During the hearing, the Age reported Mr Winmar was handcuffed as he lost consciousness, came to and then collapsed again before a cancelled ambulance was called a second time.
VALS said Mr Winmar's family are "concerned about the conduct and accountability of police during the arrest and his pursuit".
"They have received inconsistent information from police and are seeking answers as to his treatment during his pursuit, apprehension and arrest," VALS said.
VALS CEO and Yorta Yorta and Narrandjeri woman, Nerita Waight, said VALS would support the family during the inquest into Mr Winmar's death.
"Jeffrey's family deserve answers and they deserve justice," Ms Waight said.
"Aboriginal people in Victoria are more likely to be arrested, incarcerated and to die in custody compared to non-Aboriginal people."
The Age reported counsel assisting the coroner, Lindsay Spence said body-worn camera footage from the dog handler showed Winmar saying "please don't let the dog bite me, please don't let him bite me" before kneeling on the ground, collapsing and losing consciousness.
Mr Winmar lost consciousness twice, the second time resulting in him being admitted to the intensive care unit at Box Hill hospital, where he passed away on November 11.
Mr Winmar's mother, Ursulla Winmar, said all her son wanted to do "was to come home and look after his son, to be a good father".
"Now the family chain is broken all of a sudden and I've been robbed of a son, he had so much left to give to us, and we still need him," she said.
"I want the police to account for what happened under their watch."

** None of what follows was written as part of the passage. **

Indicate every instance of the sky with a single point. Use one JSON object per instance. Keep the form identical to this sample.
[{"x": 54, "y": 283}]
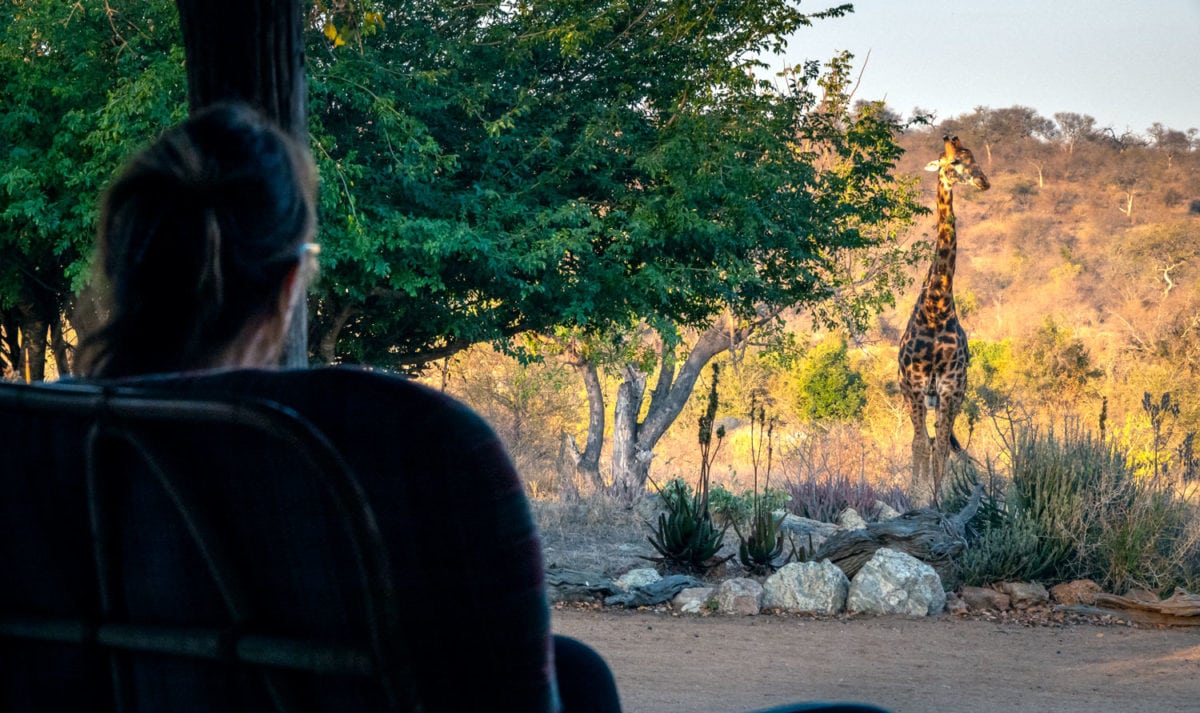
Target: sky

VALS said there has been at least 555 Aboriginal and Torres Strait Islander Deaths in Custody since the 1991 Royal Commission into Aboriginal Deaths in Custody.
They stated 19 of those "unjust" deaths occurred in 2023, and Jeffrey "is one of the three Noongar people who have died in custody this past month".
Mr Winmar was remembered as a family man with an "infectious smile" who was the protector for his younger siblings.
His father, Jeffrey Anderson, described Mr Winmar as a "beacon of positivity" and someone who "carried his culture and his strong belief in Christianity with him everywhere he went".
He reiterated the view that the family had been left in the dark around the details of his son's death, receiving limited and at times, conflicting, information.
"There is a lot we don't know about the circumstances leading up to Jeffrey's passing," Mr Anderson said.
"We have been told conflicting information and we are waiting for answers about what happened.
"With the support of the Aboriginal community in Victoria, Western Australia and across the country, we will fight for justice for our Jeffrey."
The case will return to court in June for another directions hearing.